If the latest data from China is any guide, attempts from policymakers to stimulate the economy are now starting to work.
The rubber has now hit the road, so to speak.
Following news that activity levels across its manufacturing sector improved for the first time in March since late last year, China’s services sector has now also chimed in, logging the fastest improvement since January 2018.
The IHS-Markit China Services Purchasing Managers Index (PMI), produced in conjunction with the Caixin Insight Group, jumped to 54.4 in March in seasonally adjusted terms, lifting strongly from 51.1 in February.
This PMI measures perceived changes in activity levels across China’s services sector from one month to the next, and tens to focus on small and medium-sized firms.
A figure above 50 signals that activity levels are improving while a reading below suggests they’re deteriorating. The distance away from 50 indicates how quickly activity levels are expanding or contracting.
So based on responses received in March, activity levels improved fairly rapidly, helped by stronger demand at both home and abroad.
“Services companies registered a solid and accelerated rise in new work that was the quickest recorded for 14 months,” IHS Markit said. “New export sales also rose at the second-strongest rate since December 2017 amid reports of greater activity in international markets.”
As a lead indicator on activity levels in the future, the lift in new work suggests there may be further improvement to come in what is now the largest sector in the Chinese economy.
Combined with the improvement seen in the manufacturing sector over the same period, the IHS-Markit Composite PMI rose to 52.9 last month after seasonal adjustments, indicating the fastest growth since June 2018.
The recovery in the IHS Markit reading was similar to the China Composite PMI released by the government over the weekend that revealed an improvement in both the manufacturing and services during March.

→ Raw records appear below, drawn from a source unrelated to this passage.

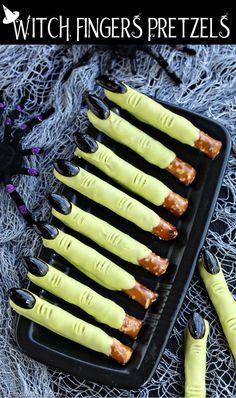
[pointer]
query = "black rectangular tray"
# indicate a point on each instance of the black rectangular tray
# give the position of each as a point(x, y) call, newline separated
point(56, 351)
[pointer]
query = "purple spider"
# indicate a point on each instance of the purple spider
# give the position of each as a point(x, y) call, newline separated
point(12, 155)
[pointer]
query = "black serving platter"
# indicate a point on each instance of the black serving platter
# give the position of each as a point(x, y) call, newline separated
point(56, 351)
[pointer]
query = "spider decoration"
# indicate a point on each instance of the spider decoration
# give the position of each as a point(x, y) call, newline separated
point(12, 154)
point(129, 51)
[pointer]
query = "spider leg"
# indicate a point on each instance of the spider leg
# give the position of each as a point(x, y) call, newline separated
point(162, 62)
point(11, 189)
point(29, 171)
point(31, 151)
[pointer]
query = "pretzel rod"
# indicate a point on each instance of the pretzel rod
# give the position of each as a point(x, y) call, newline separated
point(114, 199)
point(107, 236)
point(142, 295)
point(74, 292)
point(195, 357)
point(127, 134)
point(127, 175)
point(151, 112)
point(183, 171)
point(220, 296)
point(67, 325)
point(89, 261)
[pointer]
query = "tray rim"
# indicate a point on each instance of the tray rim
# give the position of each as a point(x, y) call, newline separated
point(218, 185)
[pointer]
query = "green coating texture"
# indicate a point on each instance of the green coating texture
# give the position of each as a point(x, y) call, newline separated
point(67, 325)
point(127, 175)
point(112, 198)
point(74, 292)
point(223, 302)
point(90, 262)
point(104, 234)
point(150, 112)
point(195, 364)
point(124, 132)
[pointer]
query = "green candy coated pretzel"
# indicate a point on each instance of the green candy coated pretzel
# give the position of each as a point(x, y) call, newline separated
point(74, 292)
point(90, 262)
point(104, 234)
point(112, 198)
point(67, 325)
point(127, 175)
point(195, 364)
point(125, 133)
point(223, 303)
point(150, 112)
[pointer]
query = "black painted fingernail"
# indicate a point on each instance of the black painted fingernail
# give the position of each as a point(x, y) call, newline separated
point(196, 326)
point(47, 231)
point(22, 298)
point(111, 83)
point(210, 262)
point(66, 168)
point(36, 266)
point(97, 106)
point(59, 203)
point(86, 143)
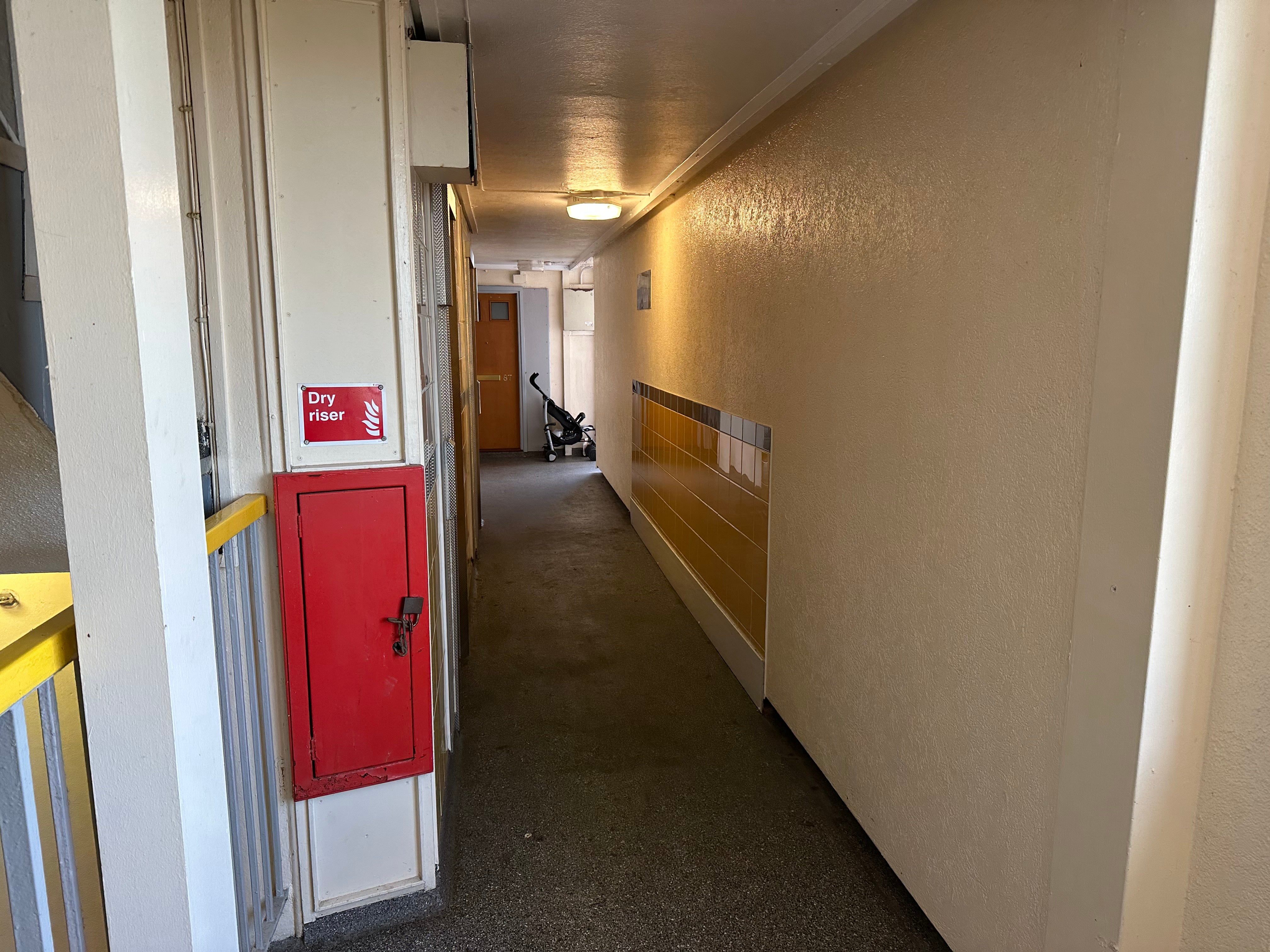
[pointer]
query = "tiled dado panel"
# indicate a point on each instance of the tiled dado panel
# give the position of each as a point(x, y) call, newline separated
point(701, 477)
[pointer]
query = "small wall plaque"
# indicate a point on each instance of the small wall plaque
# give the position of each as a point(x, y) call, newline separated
point(644, 292)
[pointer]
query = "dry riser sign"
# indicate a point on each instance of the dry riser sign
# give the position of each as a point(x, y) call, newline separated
point(342, 413)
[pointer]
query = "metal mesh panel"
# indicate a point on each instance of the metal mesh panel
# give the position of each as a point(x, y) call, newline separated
point(439, 221)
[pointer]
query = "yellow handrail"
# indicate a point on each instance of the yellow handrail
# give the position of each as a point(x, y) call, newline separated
point(37, 657)
point(37, 631)
point(230, 521)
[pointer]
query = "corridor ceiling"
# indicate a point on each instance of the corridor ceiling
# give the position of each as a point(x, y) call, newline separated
point(619, 96)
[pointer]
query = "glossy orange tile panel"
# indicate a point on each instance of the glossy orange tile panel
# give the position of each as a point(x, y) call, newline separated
point(708, 493)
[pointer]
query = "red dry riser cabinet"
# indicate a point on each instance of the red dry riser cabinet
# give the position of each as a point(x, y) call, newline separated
point(352, 544)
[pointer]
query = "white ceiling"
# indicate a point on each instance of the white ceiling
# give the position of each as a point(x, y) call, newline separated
point(616, 94)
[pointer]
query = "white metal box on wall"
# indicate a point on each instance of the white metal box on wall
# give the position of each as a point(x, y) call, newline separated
point(440, 111)
point(580, 310)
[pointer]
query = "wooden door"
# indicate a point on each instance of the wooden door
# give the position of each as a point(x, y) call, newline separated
point(498, 372)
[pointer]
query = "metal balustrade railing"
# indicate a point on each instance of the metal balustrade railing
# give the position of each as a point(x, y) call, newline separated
point(247, 717)
point(37, 642)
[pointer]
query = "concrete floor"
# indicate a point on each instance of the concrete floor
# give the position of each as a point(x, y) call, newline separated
point(618, 789)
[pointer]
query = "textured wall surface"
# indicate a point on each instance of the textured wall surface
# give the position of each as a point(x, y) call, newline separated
point(552, 281)
point(707, 490)
point(900, 273)
point(1228, 900)
point(32, 535)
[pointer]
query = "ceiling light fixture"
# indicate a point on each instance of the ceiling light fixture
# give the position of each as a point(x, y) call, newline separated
point(592, 206)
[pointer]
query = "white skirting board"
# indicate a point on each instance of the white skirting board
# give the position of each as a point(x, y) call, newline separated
point(745, 662)
point(364, 846)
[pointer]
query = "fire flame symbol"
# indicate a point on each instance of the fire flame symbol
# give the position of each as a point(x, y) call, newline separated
point(373, 418)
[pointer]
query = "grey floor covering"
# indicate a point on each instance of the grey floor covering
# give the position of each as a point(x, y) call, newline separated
point(618, 790)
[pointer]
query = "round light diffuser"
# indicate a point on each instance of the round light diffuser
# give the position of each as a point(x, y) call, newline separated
point(592, 206)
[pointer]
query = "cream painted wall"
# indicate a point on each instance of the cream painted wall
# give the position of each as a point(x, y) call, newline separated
point(552, 281)
point(32, 535)
point(1228, 897)
point(901, 273)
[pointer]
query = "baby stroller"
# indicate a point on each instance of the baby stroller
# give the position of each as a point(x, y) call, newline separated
point(562, 428)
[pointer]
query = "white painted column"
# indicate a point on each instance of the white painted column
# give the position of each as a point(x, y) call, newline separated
point(98, 117)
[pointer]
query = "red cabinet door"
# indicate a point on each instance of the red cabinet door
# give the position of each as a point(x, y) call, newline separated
point(351, 546)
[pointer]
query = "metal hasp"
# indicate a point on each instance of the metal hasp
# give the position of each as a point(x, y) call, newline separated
point(411, 611)
point(359, 675)
point(237, 574)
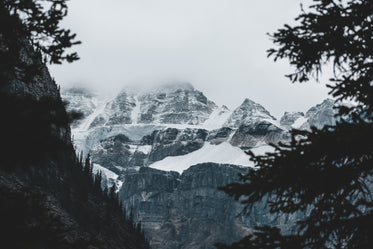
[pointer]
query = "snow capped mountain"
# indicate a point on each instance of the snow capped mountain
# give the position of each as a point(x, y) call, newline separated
point(247, 113)
point(289, 119)
point(177, 124)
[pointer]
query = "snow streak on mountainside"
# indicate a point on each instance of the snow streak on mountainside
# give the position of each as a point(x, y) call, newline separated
point(223, 153)
point(177, 123)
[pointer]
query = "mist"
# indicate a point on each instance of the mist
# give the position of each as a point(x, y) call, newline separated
point(219, 46)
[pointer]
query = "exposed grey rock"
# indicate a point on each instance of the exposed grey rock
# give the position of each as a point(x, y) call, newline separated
point(180, 104)
point(220, 135)
point(289, 118)
point(184, 211)
point(251, 135)
point(79, 100)
point(321, 114)
point(188, 211)
point(119, 151)
point(247, 113)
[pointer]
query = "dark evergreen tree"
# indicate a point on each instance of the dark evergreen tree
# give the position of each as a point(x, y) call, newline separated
point(38, 21)
point(326, 171)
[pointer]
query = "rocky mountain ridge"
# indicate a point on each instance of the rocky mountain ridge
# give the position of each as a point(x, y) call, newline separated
point(168, 149)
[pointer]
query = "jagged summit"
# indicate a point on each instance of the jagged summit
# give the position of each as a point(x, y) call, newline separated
point(317, 116)
point(248, 112)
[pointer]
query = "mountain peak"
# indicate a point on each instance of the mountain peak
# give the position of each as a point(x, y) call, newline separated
point(248, 112)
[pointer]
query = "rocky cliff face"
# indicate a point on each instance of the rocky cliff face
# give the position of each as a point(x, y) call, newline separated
point(141, 138)
point(187, 210)
point(46, 206)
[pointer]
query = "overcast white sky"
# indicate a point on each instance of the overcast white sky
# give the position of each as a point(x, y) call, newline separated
point(217, 45)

“In general, China’s economic fundamentals recovered in March, with domestic and external demand as well as manufacturing employment improving,” said Zhengsheng Zhong, Director of Macroeconomic Analysis at the Caixin Insight Group.

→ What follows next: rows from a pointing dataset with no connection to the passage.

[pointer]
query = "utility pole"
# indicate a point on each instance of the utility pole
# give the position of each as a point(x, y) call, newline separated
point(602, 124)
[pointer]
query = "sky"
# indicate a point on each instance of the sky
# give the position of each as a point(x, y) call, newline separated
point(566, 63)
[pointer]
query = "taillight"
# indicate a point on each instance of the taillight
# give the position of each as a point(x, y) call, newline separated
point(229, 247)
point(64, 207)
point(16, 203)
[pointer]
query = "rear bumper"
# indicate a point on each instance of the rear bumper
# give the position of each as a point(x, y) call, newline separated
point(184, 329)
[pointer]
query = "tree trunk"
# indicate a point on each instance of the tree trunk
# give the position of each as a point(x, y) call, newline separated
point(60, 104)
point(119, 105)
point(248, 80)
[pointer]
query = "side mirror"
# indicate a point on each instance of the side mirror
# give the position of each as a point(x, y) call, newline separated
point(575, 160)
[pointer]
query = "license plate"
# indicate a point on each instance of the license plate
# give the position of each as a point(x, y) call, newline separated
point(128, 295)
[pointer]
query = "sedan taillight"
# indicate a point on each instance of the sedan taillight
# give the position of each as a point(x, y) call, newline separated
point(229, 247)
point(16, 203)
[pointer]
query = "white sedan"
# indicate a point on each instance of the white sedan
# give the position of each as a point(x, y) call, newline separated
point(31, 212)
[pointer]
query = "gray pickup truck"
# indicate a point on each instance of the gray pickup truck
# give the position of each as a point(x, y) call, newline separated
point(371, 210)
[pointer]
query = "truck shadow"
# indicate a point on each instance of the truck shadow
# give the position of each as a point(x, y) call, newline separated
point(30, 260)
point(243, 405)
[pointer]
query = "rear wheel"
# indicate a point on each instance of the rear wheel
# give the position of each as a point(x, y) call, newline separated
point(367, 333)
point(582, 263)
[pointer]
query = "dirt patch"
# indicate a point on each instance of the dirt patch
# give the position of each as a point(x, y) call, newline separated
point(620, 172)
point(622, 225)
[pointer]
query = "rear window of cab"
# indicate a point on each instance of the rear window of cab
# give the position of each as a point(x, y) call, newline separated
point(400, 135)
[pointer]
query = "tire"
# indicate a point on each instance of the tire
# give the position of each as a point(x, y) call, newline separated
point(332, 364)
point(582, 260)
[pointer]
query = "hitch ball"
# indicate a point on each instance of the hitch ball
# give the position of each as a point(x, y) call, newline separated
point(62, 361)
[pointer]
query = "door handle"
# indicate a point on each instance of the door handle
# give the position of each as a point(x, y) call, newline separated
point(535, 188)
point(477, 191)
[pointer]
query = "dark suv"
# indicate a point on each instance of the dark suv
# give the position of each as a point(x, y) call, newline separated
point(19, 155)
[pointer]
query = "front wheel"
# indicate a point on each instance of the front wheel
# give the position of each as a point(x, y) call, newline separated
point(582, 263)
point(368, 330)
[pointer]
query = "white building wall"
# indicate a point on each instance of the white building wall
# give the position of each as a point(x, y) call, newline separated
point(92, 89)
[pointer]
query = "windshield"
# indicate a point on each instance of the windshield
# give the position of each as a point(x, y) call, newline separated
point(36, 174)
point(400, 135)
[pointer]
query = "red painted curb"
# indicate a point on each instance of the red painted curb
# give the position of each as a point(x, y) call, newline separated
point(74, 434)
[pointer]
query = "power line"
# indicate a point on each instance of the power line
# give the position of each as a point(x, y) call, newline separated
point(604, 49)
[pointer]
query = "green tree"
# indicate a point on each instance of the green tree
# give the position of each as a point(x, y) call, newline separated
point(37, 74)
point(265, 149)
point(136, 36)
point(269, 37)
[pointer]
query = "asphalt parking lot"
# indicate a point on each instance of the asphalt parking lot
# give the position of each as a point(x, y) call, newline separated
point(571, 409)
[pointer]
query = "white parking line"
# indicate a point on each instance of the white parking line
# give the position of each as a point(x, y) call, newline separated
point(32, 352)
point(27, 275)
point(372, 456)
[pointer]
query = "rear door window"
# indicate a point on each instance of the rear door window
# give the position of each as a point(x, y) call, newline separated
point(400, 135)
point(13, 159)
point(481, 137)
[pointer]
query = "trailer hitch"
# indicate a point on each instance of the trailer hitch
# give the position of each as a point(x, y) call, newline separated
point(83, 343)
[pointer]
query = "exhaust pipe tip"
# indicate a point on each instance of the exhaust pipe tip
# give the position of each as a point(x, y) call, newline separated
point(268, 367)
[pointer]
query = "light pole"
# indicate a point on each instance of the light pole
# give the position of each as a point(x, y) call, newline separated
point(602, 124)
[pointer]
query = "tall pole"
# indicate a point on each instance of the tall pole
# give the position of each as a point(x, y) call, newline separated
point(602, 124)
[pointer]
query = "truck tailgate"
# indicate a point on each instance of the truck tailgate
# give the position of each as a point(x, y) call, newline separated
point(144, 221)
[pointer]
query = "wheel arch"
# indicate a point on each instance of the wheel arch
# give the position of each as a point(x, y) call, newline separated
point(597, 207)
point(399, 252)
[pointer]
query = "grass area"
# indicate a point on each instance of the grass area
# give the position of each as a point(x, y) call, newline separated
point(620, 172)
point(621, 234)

“However… more evidence is needed to determine whether the Chinese economy has stabilised.”
Wile fiscal and monetary policy easing from policymakers is one factor that may be supporting activity levels across the Chinese economy, a thawing in trade tensions with the United States may also explain some of the recent improvement.
On Wednesday, US Trade Representative Robert Lighthizer and Treasury Secretary Steven Mnuchin will resume talks with Chinese Vice Premier Liu He in Washington, continuing negotiations that took place in Beijing last week.
According to CBNC, citing a story from the Financial Times, Myron Brilliant, executive vice president for international affairs at the US Chamber of Commerce, said that 90% of the trade deal is done, although he acknowledged the final 10% “remains the trickiest part of the negotiations and would require trade-offs on both sides”.